The mountain is most famous for the 1903 Frank Slide in which 30 million cubic metres (82 million tonnes) of limestone broke away from the top of the mountain, burying the East half of the town of Frank and killing about 70 to over 90 of the approximate 600 residents of the town. However, only 12 bodies were ever recovered. The mountain has been monitored since 1903 with the most recent project established in 2003.
Turtle Mountain is an anticline of Paleozoic Rundle Group carbonates thrust over weaker Mesozoic clastics and coals.

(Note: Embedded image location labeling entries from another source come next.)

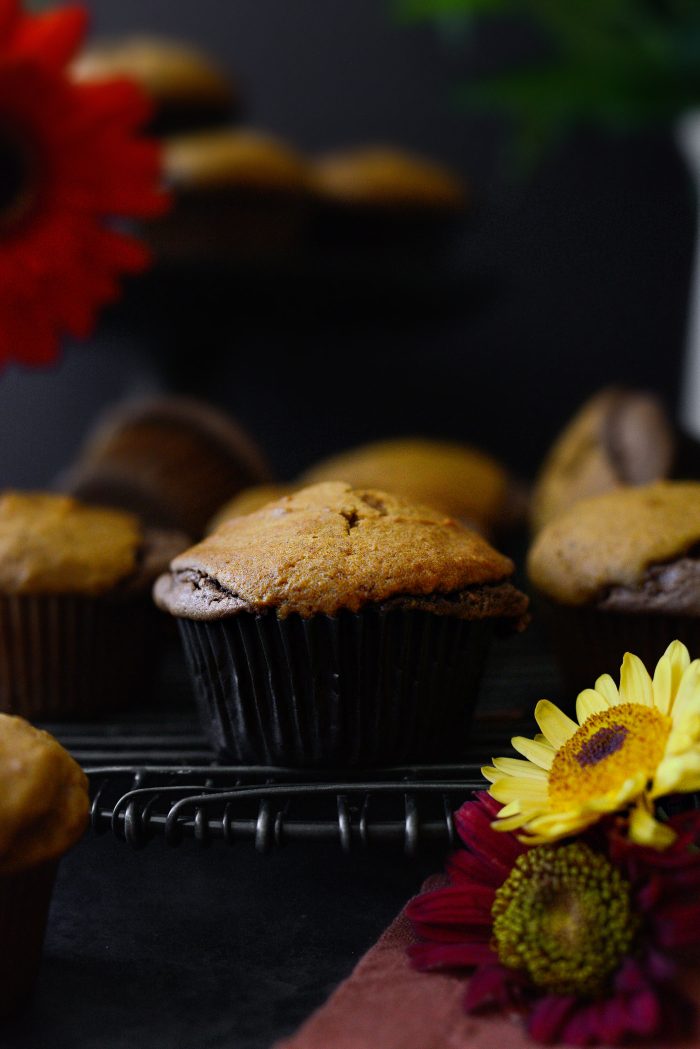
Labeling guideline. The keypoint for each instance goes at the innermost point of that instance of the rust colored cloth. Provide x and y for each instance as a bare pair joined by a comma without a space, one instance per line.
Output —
384,1004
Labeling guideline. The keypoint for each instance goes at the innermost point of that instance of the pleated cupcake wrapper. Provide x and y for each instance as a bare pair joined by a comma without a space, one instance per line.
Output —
64,656
24,901
373,688
589,642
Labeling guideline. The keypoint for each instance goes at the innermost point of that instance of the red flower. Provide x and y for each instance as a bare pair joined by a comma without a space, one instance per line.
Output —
582,938
69,159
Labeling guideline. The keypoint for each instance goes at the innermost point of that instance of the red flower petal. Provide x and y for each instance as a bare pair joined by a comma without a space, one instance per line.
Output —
60,261
9,13
494,985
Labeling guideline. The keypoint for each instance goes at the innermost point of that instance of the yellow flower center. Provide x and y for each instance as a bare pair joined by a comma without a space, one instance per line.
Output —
608,749
564,916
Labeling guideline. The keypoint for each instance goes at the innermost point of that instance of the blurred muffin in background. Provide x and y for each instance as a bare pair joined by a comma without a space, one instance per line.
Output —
454,478
339,626
172,461
377,192
76,620
188,89
247,501
617,437
238,195
619,572
44,807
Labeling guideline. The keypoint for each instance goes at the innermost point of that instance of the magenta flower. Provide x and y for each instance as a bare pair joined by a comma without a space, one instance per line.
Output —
582,938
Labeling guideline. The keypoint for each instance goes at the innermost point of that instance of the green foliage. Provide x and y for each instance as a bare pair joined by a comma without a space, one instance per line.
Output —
617,63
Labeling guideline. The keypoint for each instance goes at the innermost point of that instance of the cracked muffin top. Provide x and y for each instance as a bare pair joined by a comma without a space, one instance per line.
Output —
43,796
382,175
618,437
331,547
629,548
52,543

Summit fissures at the apex of the anticline likely allowed water to infiltrate and weaken the slightly-soluble carbonates within the mountain face, while the supporting underlying clastics were undermined by valley glaciation followed by erosion from the Crowsnest River.
Turtle Mountain Monitoring Project & Field Laboratory
On April 29, 2003, at the ceremony commemorating the 100th anniversary of the Frank Slide, the Hon. Ralph Klein, Premier of Alberta, announced $1.1 million in funding for a monitoring program on Turtle Mountain.
Implementing the project required a collaborative effort between contractors, the Government of Alberta and universities. Initial stages of the state-of-the-art predictive monitoring system were designed and deployed by March 31, 2005. The Turtle Mountain Monitoring Project was administered by Emergency Management Alberta (EMA), with technical direction from the Energy Resources Conservation Board/Alberta Geological Survey (ERCB/AGS).
As of April 2, 2005, ERCB/AGS assumed responsibility for the long-term operation, maintenance and upgrading of the mountain-monitoring system, as well as facilitating research using the system. Since taking over the project, AGS has reviewed the near–real-time data stream from the sensor network installed on the south peak of Turtle Mountain. The data show corresponding trends between temperature and the slow, long-term creep of South Peak. The present project updates and modernizes some of the components of the more recent monitoring programs, as well as adding newer, more high-tech systems.